Make a deepcopy of the EBM.

Returns:

The new copy.

decision_function(X, init_score=None)#

Predict scores from model before calling the link function.

Parameters:
  • X – NumPy array for samples.

  • init_score – Optional. Either a model that can generate scores or per-sample initialization score. If samples scores it should be the same length as X.

Returns:

The sum of the additive term contributions.

eval_terms(X)#

Term scores identical to the local explanation values obtained by calling ebm.explain_local(x).

Calling interpret.utils.inv_link(ebm.eval_terms(X).sum(axis=1) + ebm.intercept_, ebm.link_) is equivalent to calling ebm.predict(X) for regression or ebm.predict_proba(X) for classification.

Parameters:

X – NumPy array for samples.

Returns:

local explanation scores for each term of each sample.
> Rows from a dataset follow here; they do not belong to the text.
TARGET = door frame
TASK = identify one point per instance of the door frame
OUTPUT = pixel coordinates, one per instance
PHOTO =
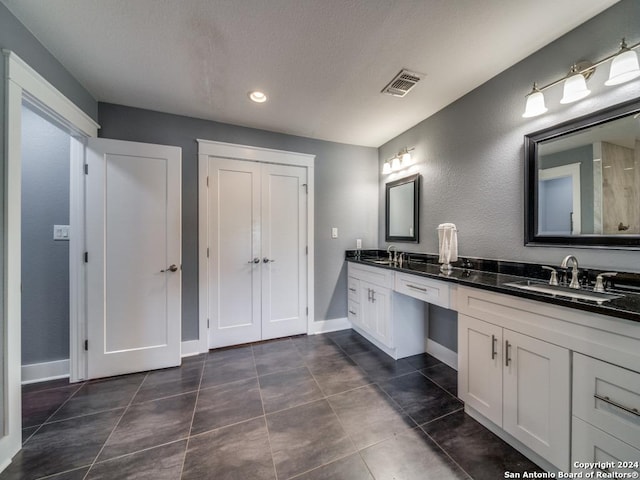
(209, 148)
(570, 170)
(23, 83)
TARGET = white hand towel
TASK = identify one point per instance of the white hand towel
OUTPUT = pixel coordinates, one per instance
(448, 242)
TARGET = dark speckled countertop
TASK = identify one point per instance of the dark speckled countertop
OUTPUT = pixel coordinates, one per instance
(493, 275)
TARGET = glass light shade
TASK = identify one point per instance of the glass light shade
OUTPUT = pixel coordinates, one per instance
(258, 96)
(535, 104)
(624, 67)
(575, 88)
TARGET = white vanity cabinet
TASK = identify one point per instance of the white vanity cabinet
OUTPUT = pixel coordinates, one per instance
(606, 415)
(394, 323)
(520, 383)
(568, 371)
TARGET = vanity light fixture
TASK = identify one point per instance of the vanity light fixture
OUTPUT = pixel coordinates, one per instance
(624, 67)
(258, 96)
(575, 86)
(401, 160)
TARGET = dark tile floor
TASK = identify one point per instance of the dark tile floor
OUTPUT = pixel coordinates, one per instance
(323, 407)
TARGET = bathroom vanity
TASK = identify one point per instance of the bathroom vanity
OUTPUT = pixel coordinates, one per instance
(556, 377)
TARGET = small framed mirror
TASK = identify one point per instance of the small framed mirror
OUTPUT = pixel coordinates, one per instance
(582, 181)
(401, 209)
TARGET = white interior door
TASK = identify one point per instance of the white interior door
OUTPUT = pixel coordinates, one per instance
(134, 257)
(284, 271)
(257, 264)
(234, 259)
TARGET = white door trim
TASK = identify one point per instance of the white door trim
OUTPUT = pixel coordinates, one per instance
(22, 82)
(208, 148)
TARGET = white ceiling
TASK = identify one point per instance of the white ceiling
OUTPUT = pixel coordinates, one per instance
(321, 62)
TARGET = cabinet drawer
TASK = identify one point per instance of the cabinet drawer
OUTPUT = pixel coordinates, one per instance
(353, 289)
(425, 289)
(592, 445)
(608, 397)
(376, 275)
(353, 312)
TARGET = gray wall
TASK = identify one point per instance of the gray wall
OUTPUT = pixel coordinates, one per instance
(346, 195)
(472, 158)
(584, 156)
(45, 262)
(14, 36)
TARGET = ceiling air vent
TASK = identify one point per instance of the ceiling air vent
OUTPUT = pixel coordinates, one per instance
(402, 83)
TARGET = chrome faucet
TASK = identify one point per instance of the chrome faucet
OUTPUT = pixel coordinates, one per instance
(392, 257)
(575, 283)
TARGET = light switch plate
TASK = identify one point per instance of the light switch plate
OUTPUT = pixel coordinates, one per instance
(61, 232)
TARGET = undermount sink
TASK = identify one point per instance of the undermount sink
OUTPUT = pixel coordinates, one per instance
(377, 261)
(563, 291)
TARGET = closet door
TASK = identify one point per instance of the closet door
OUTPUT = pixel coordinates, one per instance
(284, 226)
(234, 262)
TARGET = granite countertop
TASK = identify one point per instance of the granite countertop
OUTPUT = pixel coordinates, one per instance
(496, 274)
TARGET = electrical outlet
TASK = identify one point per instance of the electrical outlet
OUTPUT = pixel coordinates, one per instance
(61, 232)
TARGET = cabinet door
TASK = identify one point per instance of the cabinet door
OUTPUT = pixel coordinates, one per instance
(375, 312)
(480, 366)
(536, 401)
(367, 311)
(381, 322)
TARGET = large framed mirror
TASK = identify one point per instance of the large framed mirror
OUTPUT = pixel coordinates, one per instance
(401, 209)
(582, 181)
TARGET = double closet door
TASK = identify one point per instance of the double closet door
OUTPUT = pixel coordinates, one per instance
(257, 225)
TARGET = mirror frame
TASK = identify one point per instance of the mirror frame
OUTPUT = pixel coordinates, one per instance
(416, 214)
(531, 141)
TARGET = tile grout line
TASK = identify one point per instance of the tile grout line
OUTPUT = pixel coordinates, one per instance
(124, 411)
(63, 404)
(264, 415)
(444, 451)
(342, 425)
(193, 415)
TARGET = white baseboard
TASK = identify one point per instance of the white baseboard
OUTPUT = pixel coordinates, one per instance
(442, 353)
(190, 348)
(41, 372)
(333, 325)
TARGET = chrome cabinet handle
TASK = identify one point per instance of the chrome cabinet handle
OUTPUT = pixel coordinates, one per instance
(416, 288)
(633, 411)
(507, 353)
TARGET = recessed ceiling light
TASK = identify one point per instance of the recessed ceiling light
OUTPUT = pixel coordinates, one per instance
(258, 96)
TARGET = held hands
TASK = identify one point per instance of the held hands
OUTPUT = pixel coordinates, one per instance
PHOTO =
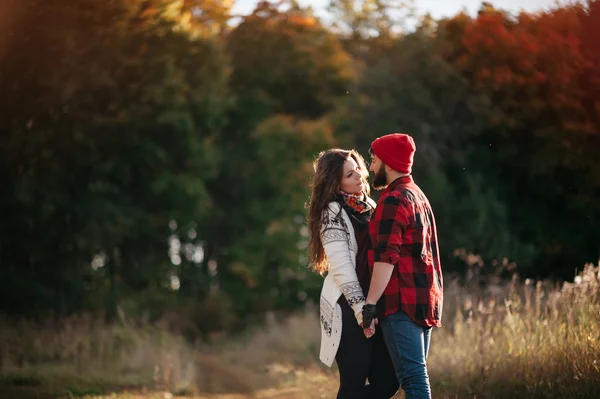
(369, 320)
(370, 331)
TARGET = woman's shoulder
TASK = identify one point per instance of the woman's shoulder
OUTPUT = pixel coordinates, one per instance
(371, 203)
(333, 215)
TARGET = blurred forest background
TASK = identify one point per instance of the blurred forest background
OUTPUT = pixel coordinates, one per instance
(156, 154)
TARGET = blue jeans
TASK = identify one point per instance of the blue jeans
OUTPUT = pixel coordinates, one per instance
(408, 344)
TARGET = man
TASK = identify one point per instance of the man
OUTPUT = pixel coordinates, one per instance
(405, 295)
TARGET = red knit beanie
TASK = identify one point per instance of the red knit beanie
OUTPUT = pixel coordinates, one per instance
(395, 150)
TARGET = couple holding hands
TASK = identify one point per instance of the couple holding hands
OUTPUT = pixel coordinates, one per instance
(383, 290)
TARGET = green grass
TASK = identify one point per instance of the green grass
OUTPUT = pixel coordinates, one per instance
(512, 340)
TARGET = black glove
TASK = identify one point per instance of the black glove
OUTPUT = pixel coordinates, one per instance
(369, 313)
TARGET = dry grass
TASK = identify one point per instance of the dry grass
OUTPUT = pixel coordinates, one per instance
(517, 340)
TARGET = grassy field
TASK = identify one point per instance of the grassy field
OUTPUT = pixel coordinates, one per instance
(521, 339)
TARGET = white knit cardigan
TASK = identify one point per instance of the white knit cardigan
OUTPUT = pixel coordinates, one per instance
(339, 243)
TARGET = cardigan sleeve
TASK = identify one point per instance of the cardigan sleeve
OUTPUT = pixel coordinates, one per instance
(334, 236)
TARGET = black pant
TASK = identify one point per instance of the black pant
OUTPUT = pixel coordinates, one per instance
(359, 358)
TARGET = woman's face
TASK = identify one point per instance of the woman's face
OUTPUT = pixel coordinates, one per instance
(351, 182)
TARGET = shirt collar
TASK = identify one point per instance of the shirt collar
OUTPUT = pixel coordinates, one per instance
(401, 181)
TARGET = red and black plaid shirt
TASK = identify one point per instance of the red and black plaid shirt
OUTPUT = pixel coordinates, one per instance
(403, 233)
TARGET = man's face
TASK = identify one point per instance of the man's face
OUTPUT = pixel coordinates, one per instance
(379, 173)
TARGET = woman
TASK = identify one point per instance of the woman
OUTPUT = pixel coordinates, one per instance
(339, 213)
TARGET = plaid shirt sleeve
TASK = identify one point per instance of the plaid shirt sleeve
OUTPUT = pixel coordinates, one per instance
(390, 221)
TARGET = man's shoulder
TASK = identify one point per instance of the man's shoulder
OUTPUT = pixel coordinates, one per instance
(399, 195)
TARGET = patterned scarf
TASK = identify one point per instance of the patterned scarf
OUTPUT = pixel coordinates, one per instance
(357, 202)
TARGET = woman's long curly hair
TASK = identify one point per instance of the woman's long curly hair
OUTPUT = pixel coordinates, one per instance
(329, 167)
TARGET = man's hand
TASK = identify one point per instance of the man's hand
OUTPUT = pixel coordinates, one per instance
(369, 315)
(370, 331)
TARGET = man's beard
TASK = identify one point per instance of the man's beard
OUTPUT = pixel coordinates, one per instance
(380, 178)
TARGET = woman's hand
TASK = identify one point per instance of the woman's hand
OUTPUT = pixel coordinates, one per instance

explain_global(name=None)#

Provide global explanation for model.

Parameters:

name – User-defined explanation name.

Returns:

An explanation object, visualizing feature-value pairs as horizontal bar chart.

explain_local(X, y=None, name=None, init_score=None)#

Provide local explanations for provided samples.

Parameters:
  • X – NumPy array for X to explain.

  • y – NumPy vector for y to explain.

  • name – User-defined explanation name.

  • init_score – Optional. Either a model that can generate scores or per-sample initialization score. If samples scores it should be the same length as X.

Returns:

An explanation object, visualizing feature-value pairs for each sample as horizontal bar charts.

fit(X, y, sample_weight=None, bags=None, init_score=None)#

Fit model to provided samples.

Parameters:
  • X – NumPy array for training samples.

  • y – NumPy array as training labels.

  • sample_weight – Optional array of weights per sample. Should be same length as X and y.

  • bags – Optional bag definitions. The first dimension should have length equal to the number of outer_bags. The second dimension should have length equal to the number of samples. The contents should be +1 for training, -1 for validation, and 0 if not included in the bag. Numbers other than 1 indicate how many times to include the sample in the training or validation sets.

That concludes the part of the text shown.